The cases $n=1$ and $n=2$ are trivial, so we can assume that $n\gt 2$.
As Calvin Lin suggested, for every $x$ in your list, there is a unique number $y$ in the list such that $xy\equiv 1\pmod{n}$.
If $y\ne x$, call the set $\{x,y\}$ a couple. By definition, the product of the two numbers in a couple is congruent to $1$ modulo $n$. So the product of the coupled numbers is congruent to $1$ modulo $n$.
Now we deal with the singles, the people $x$ such that $x^2\equiv 1\pmod{n}$.
Note that if $x$ is single, then so is $n-x$. Moreover, since $n\gt 2$, the numbers $x$ and $-x$ are not congruent modulo $n$. For if they were, then $2x$ would be divisible by $n$. This is not possible, since $x$ is relatively prime to $n$ and $n\gt 2$.
So there is some romance in the world of singles, they can be paired off in pairs $\{x,n-x\}$ whose product is congruent to $-x^2$, that is, to $-1$.
We conclude that if $2k$ is the number of singles, then the product of the singles is congruent to $(-1)^k$ modulo $n$.
Thus the product of all our $b_i$ is congruent to $(-1)^k$ modulo $n$. The result follows.
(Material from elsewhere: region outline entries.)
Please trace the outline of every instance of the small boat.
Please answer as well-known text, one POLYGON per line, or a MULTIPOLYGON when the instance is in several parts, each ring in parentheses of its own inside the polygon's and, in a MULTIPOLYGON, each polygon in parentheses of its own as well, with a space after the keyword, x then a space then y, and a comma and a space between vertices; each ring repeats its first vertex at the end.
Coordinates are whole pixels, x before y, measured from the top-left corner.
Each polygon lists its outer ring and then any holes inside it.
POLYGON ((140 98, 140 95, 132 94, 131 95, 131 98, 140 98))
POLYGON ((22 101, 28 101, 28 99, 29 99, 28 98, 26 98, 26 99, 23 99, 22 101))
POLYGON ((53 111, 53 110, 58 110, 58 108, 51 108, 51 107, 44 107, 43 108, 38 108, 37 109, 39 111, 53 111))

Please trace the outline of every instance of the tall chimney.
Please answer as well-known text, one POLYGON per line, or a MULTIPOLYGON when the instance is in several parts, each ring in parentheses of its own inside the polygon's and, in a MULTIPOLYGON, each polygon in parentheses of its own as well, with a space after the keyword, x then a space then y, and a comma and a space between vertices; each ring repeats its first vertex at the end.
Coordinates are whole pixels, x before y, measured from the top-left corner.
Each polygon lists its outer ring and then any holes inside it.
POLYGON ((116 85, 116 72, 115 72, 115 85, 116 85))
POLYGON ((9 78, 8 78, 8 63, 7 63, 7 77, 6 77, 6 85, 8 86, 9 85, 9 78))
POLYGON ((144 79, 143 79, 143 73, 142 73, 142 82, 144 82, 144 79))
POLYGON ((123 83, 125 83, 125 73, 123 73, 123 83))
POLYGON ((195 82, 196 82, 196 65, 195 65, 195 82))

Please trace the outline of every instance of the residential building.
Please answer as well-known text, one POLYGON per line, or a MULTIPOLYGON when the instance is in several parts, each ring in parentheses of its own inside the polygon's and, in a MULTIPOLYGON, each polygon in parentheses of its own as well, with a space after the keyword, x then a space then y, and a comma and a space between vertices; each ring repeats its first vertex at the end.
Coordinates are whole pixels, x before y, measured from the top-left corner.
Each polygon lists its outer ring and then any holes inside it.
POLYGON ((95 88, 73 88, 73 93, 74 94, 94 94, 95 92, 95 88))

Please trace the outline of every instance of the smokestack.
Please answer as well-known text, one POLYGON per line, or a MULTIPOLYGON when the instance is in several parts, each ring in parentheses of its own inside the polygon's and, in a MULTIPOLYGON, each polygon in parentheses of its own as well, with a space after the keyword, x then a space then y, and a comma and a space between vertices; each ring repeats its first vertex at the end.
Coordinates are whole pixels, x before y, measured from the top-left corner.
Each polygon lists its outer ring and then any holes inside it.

Remark: If $n$ is odd then the number of singles is $2^l$, where $l$ is the number of distinct primes in the prime power factorization of $n$. In the very special case of an odd prime $n$, there are $2$ singles, and we get Wilson's Theorem. In all other cases the number of singles is divisible by $4$, so our product is congruent to $1$ modulo $n$. it is not hard to extend the detailed analysis of when our product is congruent $1$ or $-1$ to even $n$. The answer depends on whether the greatest power of $2$ that divides $n$ is $2$, $2^2$, or $2^w$ where $w\ge 3$. This is because the number of solutions of $x^2\equiv 1 \pmod{2^k}$ is $1$ when $k=1$, $2$ when $k=2$, and $4$ when $k\ge 3$.